Original topic: 重启集群中的一个节点-重启节点报错,偶尔起不来,偶尔能起来

| username: 艾维iii

[TiDB Usage Environment] Production Environment
[TiDB Version] 7.1.1
[Reproduction Path] Restart any node in the cluster
[Encountered Problem: Problem Phenomenon and Impact]
Error: init config failed: 192.168.4.14:2379: transfer from /root/.tiup/storage/cluster/clusters/tidb-test/config-cache/pd-192.168.4.14-2379.service to /tmp/pd_5c639c96-93a9-4757-89a3-1195781e5ca7.service failed: failed to scp /root/.tiup/storage/cluster/clusters/tidb-test/config-cache/pd-192.168.4.14-2379.service to tidb@192.168.4.14:/tmp/pd_5c639c96-93a9-4757-89a3-1195781e5ca7.service: Process exited with status 1

| username: dba远航 | Original post link

It feels like an issue with SCP instability. Try doing a manual SCP to see if it works.

| username: 艾维iii | Original post link

The image you provided is not accessible. Please provide the text you need translated.

| username: Jasper | Original post link

Does it always report the 192.168.4.14 node? Is there an issue with mutual trust?

| username: 艾维iii | Original post link

I was operating on machine 14, and even SCP had issues on it.

| username: TiDBer_jYQINSnf | Original post link

Can this machine still connect? It looks like there are so many errors.

| username: dba远航 | Original post link

Have you done mutual trust?

| username: 艾维iii | Original post link

Yes, it can be operated on machine 14.

| username: 艾维iii | Original post link

It seems that when deploying the cluster without mutual trust, it is done using a unified username and password.

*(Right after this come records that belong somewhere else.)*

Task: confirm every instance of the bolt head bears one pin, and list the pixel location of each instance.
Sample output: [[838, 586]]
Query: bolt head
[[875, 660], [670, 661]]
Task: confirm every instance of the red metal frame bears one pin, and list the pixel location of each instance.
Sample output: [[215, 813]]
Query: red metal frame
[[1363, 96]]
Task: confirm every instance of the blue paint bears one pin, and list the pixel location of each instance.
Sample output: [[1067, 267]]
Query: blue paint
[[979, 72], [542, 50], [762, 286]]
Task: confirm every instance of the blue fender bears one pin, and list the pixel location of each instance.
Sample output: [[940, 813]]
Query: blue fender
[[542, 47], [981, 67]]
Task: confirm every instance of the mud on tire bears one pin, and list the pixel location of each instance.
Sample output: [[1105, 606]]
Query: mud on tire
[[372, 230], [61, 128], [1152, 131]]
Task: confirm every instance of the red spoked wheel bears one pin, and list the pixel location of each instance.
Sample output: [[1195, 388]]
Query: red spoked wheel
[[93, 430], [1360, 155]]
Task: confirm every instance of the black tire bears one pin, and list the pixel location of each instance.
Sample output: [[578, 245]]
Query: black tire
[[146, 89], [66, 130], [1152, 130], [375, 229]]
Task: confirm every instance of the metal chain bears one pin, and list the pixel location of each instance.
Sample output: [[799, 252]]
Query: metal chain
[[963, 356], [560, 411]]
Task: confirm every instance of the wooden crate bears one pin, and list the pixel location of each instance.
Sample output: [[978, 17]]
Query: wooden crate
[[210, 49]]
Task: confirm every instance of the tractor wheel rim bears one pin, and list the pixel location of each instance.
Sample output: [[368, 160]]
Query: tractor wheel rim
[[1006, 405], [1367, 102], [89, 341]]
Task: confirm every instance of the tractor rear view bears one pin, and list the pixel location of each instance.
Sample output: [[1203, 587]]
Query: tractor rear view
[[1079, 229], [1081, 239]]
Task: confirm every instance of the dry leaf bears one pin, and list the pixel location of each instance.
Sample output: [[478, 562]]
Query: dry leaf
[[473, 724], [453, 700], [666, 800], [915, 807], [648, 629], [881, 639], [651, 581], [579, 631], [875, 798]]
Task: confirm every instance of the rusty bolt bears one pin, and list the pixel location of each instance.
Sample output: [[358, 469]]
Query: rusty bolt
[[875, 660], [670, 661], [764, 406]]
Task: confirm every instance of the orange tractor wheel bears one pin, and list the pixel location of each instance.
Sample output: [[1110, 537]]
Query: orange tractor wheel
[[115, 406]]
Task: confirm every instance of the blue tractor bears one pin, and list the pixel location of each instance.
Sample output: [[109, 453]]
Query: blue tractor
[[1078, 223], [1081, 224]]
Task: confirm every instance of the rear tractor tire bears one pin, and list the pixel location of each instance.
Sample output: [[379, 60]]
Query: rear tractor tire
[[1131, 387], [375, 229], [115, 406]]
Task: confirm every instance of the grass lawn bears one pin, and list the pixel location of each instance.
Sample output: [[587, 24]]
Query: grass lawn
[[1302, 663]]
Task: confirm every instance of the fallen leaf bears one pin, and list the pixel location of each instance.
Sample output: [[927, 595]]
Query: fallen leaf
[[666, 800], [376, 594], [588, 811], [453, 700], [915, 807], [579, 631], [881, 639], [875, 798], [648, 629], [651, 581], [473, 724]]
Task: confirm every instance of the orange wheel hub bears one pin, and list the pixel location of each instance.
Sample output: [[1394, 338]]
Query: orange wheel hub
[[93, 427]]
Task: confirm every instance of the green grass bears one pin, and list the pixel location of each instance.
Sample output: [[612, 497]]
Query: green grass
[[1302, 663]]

| username: 艾维iii | Original post link

TiUP is on 14.

| username: Jasper | Original post link

The cluster maintains a set of public keys for mutual trust, located at .tiup/storage/cluster/clusters/<cluster_name>/ssh. However, if there is an issue with mutual trust, it should not start at all. Based on your description, it occasionally starts, so it doesn’t seem like a mutual trust issue.

| username: 艾维iii | Original post link

It shows as failed, but sometimes the node can be brought up, and sometimes it can’t.

| username: 艾维iii | Original post link

I think the main reason is that the number of threads is too high, causing the CPU to be busy with thread switching.

| username: Jasper | Original post link

Check if the public key in id_rsa.pub exists in ~/.ssh/authorized_keys.
Also, what actions did you take that led to the current state?

| username: Jasper | Original post link

You can try reconfiguring mutual trust and see if it works. You can check the following two links:

| username: 艾维iii | Original post link

It should not be.

| username: TiDBer_小阿飞 | Original post link

This should still be caused by the issue of mutual trust, right? Try configuring mutual trust for all machines and then test it again.

| username: 艾维iii | Original post link

I saw that there was a TiDB user before. I don’t know the password. Can I directly change the password?

| username: TiDBer_小阿飞 | Original post link

Both the tidb user and the root user can change their passwords first and then configure mutual trust. It depends on which user you used to set up the cluster environment. Generally, configuring with the root user is sufficient. Given your current situation, it is recommended to establish mutual trust for both the root and tidb users.

| username: 艾维iii | Original post link

After configuring mutual trust, it doesn’t take effect, and SSH still requires a password. It’s frustrating.